There are many groups of patients operated or treated or not, which are collecting information. So we have to be prepared and include all therapeutic options during the explanation of this diagnosis. There are big tumors, big meningiomas that there's no question that has to be treated. Like, this a huge planum sphenoidale meningioma, which has to be operated in order to relieve the patient from the mass effect, and try to gain a better cognitive function.
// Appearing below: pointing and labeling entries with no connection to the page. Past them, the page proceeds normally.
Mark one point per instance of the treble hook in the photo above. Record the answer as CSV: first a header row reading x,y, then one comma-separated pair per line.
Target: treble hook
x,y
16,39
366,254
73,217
And also there are small meningiomas in patients that are asymptomatic or have very few or mild deficits. So, for example, in this young patient that we treated, a couple of weeks ago in my hospital, we were confronted with a different therapy options to observe and follow up to do just a biopsy, for example, in order to get the histology to know if it is Grade II or III, to do a biopsy and the radiosurgery, to do just as radiosurgery, or just to go for surgical removal.
And I show this case because as a neurosurgeon I have to remember you. Most of you are radiosurgeon that a microsurgical resection is still an option. As you can see here, this patient was treated microsurgically, and we could got an excellent result with a total removal of the lesion. Not always is like this. Many patients are different, and they cannot be resected totally.
Another case, also the tentorial meningioma with an excellent result. These two patients did not have any complication and are recovering pretty well from surgery. So, why change the challenge from in pathology? The introduction of CT/MRI is a reason. In the first world, the amount of MRIs that are done in the normal population is increasing. For example, in Switzerland, we have the highest density of MRI in the world. And the safety of intraoperative techniques also allow us to operate more early these cases with a less surgical risk.
Aging population. Life expectancy is also a reason to have an increase of the incidence of this pathology. But also histologic grading. Twenty years ago we did not, or we were not aware that many patients, around 20%, were at Grade II and Grade III. They grow faster, and they have to be treated earlier. There are a lot of epidemiological studies published and, of course, we have the advances in nonsurgical techniques like radiosurgery, which allows us to treat these cases.
The most important thing I think, when we are confronted to incidental meningiomas, is histology nowadays, or the awareness of histology. We know, based on different studies, that incidentally found growing meningiomas are more malignant or more Grade II and III than incidental found or symptomatic meningiomas. So we have to always aware, should we get a histology prior to the treatment or not? Is this meningioma growing up faster or not? Because the chance to have a Grade II or III, which is related or associated with a poor outcome, regardless of the treatment, has to be considered.
We know, for example, from this study from Kasuya et al that the incidental-growing found meningiomas have a higher proliferation index compared to asymptomatic or compared to just to incidental without any documented growing. So we have to be aware of that. And we also know, we also have many patients like this one, for example, who was follow-up 10 years, and all of a sudden, the meningioma start to grow. For example, we see the MRIs from 2006, and 10 years later we just realized that the tumor was growing. So, this case has to be treated in order to avoid neurological deficits.
The annual growth rate cannot be denied. All studies show that. And we know that, as I said, relative annual growth range between 0.48% and 2.8% a year. So there are facts in literature regarding growth rate. And many people try in the last year to do like treatment algorithm to write about that. For example, this a patient on a review paper by Caldwell.
And as you'd see, many people try to divide the treatment between the two age groups, less than 65 or older than 65, but actually there is no consensus. And in patient less than 65, you can do whatever you want as a physician or as a neurosurgeon try to talk to the patient. There is actually no consensus based on the size of the tumor, based on the location, or the risk of the radiosurgical treatment, or the surgical treatment.
So then the idea of Leksell, that time in the 50s, was actually to bring the radiosurgery to a surgical vision. And I think that is the most important thing that he did. And we are very, very grateful with the new softwares developed and new vision, for example, from this company, in order to bring this vision to help us to think in radiosurgery during the surgery. And we will hear more about that here with the next speakers.
So this concept, to bring surgery and radiosurgery, help for the surgeon to be aware that he or she has to think about radiosurgery during the resection of the tumor. So, the limits of the surgeries are more important for the surgeon having these kind of technical tools. So there's no place for egos, for surgeons nowadays. We have to think about neurological deficits, about life expectancy, about the possibility to treat the patient with radiosurgery after the microsurgical treatment. So, for me, as a neurosurgeon, it change a lot the way I had to understand and to proceed the aggressivity during the surgery.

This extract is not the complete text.